Nowhere are my upside-down, backwards values more evident than my preference for a life that goes smoothly. Nothing frustrates me more than problems that disrupt my plans. I mean, who plans to have problems, right?
But Jesus says, “Problems are precisely the point.”
That’s why James says, “Dear brothers and sisters, when troubles of any kind come your way, consider it an opportunity for great joy.” (James 1:2 NLT)
God’s people see problems as a reason to celebrate because God’s goal for our lives is maturity, not a big house on Easy Street. Only when we are spiritually mature can we bear the fruit of the Kingdom, and we will not reach maturity unless we endure trials. We can’t develop endurance unless our faith is tested by troubles.

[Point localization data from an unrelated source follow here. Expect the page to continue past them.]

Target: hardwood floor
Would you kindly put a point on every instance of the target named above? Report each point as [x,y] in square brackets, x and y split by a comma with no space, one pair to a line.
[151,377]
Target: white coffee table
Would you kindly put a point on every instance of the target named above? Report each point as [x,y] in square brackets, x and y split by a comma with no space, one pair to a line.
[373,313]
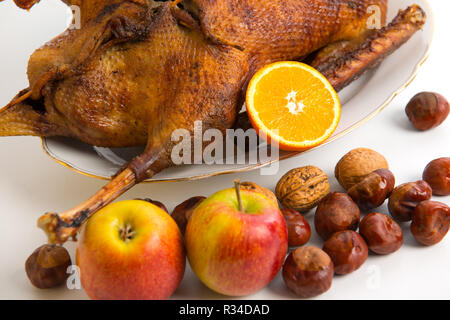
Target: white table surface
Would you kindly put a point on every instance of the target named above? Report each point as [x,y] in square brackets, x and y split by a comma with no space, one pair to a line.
[31,183]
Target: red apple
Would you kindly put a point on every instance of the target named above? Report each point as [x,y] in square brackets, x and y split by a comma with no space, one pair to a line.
[131,250]
[236,251]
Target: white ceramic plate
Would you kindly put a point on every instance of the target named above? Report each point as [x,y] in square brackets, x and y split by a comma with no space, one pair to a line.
[361,101]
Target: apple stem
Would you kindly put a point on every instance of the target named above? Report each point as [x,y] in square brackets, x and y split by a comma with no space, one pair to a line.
[237,185]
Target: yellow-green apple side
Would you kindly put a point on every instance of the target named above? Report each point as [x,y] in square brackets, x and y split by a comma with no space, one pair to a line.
[236,252]
[131,250]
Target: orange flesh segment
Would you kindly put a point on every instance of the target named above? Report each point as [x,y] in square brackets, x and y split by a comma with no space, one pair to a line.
[293,104]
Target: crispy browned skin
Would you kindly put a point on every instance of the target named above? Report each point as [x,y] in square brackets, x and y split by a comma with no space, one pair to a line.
[137,70]
[343,70]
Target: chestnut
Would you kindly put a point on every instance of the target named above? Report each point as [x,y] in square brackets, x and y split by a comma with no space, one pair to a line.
[427,110]
[299,231]
[430,222]
[406,197]
[373,190]
[156,203]
[348,251]
[183,212]
[382,234]
[336,212]
[437,174]
[308,272]
[47,266]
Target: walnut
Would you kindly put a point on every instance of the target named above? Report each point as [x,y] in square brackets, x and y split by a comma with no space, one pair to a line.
[257,188]
[302,189]
[356,165]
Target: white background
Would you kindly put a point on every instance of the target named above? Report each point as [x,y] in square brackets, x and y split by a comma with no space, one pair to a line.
[31,183]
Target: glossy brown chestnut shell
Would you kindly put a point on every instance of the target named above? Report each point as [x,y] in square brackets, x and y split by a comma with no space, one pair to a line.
[373,190]
[308,272]
[406,197]
[427,110]
[348,251]
[382,234]
[430,222]
[336,212]
[437,174]
[299,231]
[47,266]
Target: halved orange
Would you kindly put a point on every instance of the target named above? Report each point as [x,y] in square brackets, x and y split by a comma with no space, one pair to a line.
[293,105]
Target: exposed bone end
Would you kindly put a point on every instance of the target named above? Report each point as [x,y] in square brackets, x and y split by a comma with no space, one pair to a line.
[56,232]
[415,14]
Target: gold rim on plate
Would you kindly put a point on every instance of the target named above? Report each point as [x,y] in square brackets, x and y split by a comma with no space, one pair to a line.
[287,156]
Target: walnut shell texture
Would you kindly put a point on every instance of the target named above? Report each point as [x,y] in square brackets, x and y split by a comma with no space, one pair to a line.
[357,164]
[302,189]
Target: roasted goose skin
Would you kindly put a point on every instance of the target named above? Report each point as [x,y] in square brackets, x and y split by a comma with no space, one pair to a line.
[138,70]
[134,73]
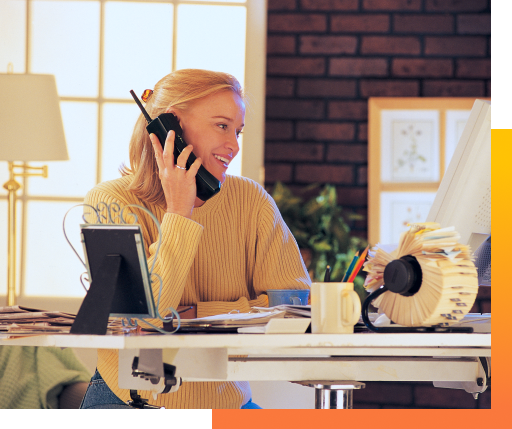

Got trouble? Good for you! The good news is, you aren’t alone.
Not having a job and the assurance of a regular paycheck drives you smack into the issue of who you are trusting for your provision — and whether your heart is focused primarily on God’s kingdom or earthly security.
It’s hard to hear Jesus when he says in Matthew 6 that life is more than food, and the body more than clothing. How can there be life if you don’t have food and clothing?
But Jesus isn’t telling me God will leave me without food and clothing. He’s telling me I can’t be consumed with serving God if I am consumed with worry about what my family will eat today. He’s telling me I have to decide who I trust to provide my daily survival needs. “Don’t worry about everyday life,” he says. “These things dominate the thoughts of unbelievers. Your heavenly Father already knows all your needs. Seek his kingdom above all else, and live for his justice, and he will give you everything you need.” (Matthew 6:32-33)
Like one of my friends said a few days ago, “Easier said than done.” And I suppose that’s the point. It’s easier to trust money and worry than it is to trust God and focus on his kingdom.
When you wake up at 3 am, wondering how the bills will get paid today, it’s hard to take hold of Philippians 4:6 — “Don’t worry about anything; instead, pray about everything. Tell God what you need, and thank him for all he has done.” (NLT)
But what can you do, except take God at his word?